Berlin (dpa/tmn) – Wenn das Wetter sich mindestens wieder an der 30-Grad-Marke orientiert und die Sonne vom Himmel brennt, zieht es die Menschen draußen verlässlich dahin, wo die Temperaturen etwas erträglicher sind: in den Schatten. Aber wo mag der sein?
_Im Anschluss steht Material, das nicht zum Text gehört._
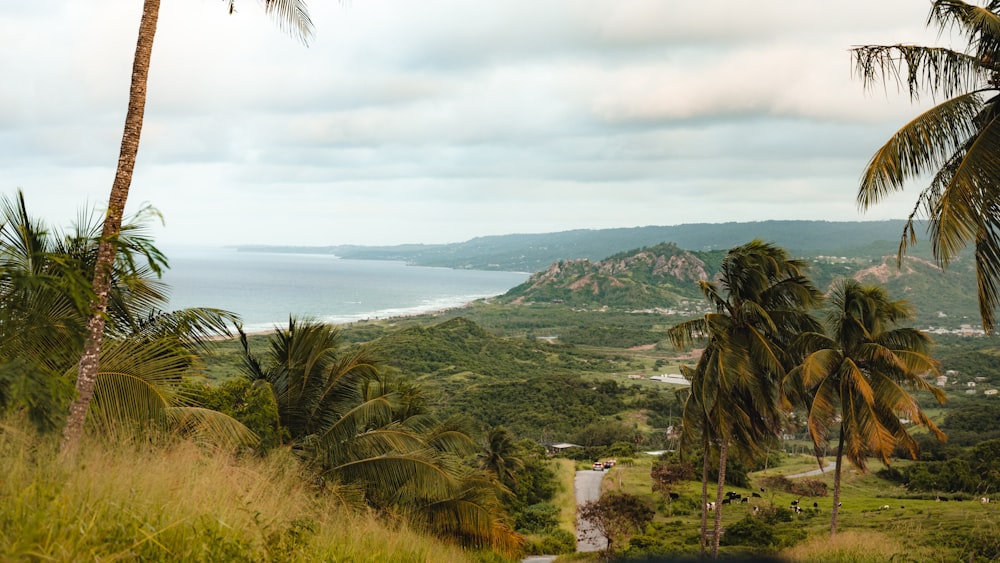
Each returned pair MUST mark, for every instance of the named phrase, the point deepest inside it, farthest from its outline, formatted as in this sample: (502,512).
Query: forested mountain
(655,277)
(535,252)
(665,277)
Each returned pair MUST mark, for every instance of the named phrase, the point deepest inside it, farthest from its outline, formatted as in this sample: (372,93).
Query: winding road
(587,486)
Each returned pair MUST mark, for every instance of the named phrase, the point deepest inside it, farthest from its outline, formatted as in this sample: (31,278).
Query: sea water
(265,288)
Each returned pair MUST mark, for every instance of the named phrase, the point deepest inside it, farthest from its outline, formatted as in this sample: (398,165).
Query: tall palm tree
(291,16)
(956,142)
(760,303)
(856,380)
(354,426)
(501,456)
(44,297)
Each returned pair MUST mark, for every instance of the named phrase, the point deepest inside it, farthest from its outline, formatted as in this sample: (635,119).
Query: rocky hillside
(664,276)
(657,276)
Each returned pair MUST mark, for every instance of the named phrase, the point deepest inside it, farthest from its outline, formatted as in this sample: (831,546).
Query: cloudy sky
(441,120)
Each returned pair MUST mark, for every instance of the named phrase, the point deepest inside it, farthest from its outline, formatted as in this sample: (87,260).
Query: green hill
(535,252)
(656,277)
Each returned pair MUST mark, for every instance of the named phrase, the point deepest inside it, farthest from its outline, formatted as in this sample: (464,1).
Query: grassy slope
(183,504)
(910,529)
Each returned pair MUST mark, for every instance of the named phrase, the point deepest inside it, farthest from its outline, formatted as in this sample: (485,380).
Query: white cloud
(444,120)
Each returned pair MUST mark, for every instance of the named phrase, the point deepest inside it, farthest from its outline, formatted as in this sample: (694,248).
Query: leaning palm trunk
(704,496)
(87,374)
(723,450)
(836,483)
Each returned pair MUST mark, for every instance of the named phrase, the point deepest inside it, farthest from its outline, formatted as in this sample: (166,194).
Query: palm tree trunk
(836,483)
(723,451)
(704,496)
(87,373)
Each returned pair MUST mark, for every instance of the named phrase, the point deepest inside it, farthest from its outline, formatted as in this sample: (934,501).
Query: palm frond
(291,16)
(210,427)
(941,71)
(925,143)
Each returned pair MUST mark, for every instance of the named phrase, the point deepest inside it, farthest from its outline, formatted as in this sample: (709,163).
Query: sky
(438,121)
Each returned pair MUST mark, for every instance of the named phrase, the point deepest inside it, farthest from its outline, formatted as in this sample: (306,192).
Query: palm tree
(855,380)
(44,296)
(501,456)
(292,16)
(356,427)
(956,142)
(760,303)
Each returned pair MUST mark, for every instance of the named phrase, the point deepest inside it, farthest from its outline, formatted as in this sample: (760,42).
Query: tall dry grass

Kennt man Ort und Örtlichkeiten, braucht es nicht viel Fantasie und keine Recherche, um die besten Schattenplätze zielsicher anzusteuern. Aber spontan einen guten, vergleichsweise kühlen Ort aufzutun, wenn man woanders unterwegs ist, ist gar nicht immer so leicht. Vor allem dann, wenn man nicht weiß, ob sich die Sonne dort nicht schon in der nächsten Stunde so dreht, dass man gleich wieder wie im Brutkasten sitzt.
Wo sind sie, die Schatten?
Hier kommt «Shademap.app» ins Spiel, eine Online-Karte zur Visualisierung von Schatten und Sonnenlicht, die ganz einfach funktioniert. Oben im Suchfeld die gewünschte Adresse eingeben, mit der Eingabetaste bestätigen und schon sieht man alle Schatten rund um den Ort zur aktuellen Uhrzeit – insbesondere die, die Gebäude und Bäume werfen.
Ganz unten findet sich dann eine Zeitleiste zum Ziehen oder Draufklicken, über die simuliert wird, wie sich die Schatten in dem Bereich im Laufe des Tages bewegen und verändern.
Auch Satellitenkarte und 3D-Ansicht sind möglich
Auf der rechten Seite findet sich noch ein 3D-Schalter, der die Karte neigt, so dass man eine dreidimensionale Ansicht erhält. Darunter befindet sich ein Schalter für die Kartenansicht.
Dort kann man zum einen auf Satellit umschalten. Zum anderen lassen sich bei Bedarf statt Schatten noch zwei gegenteilige Kartenebenen einblenden: Stunden in der Sonne und jährliches Sonnenlicht.
Wer den aktuellen Kartenausschnitt teilen oder ihn als Bilddatei speichern möchte, findet die Möglichkeit dazu unter den Schaltern unten links.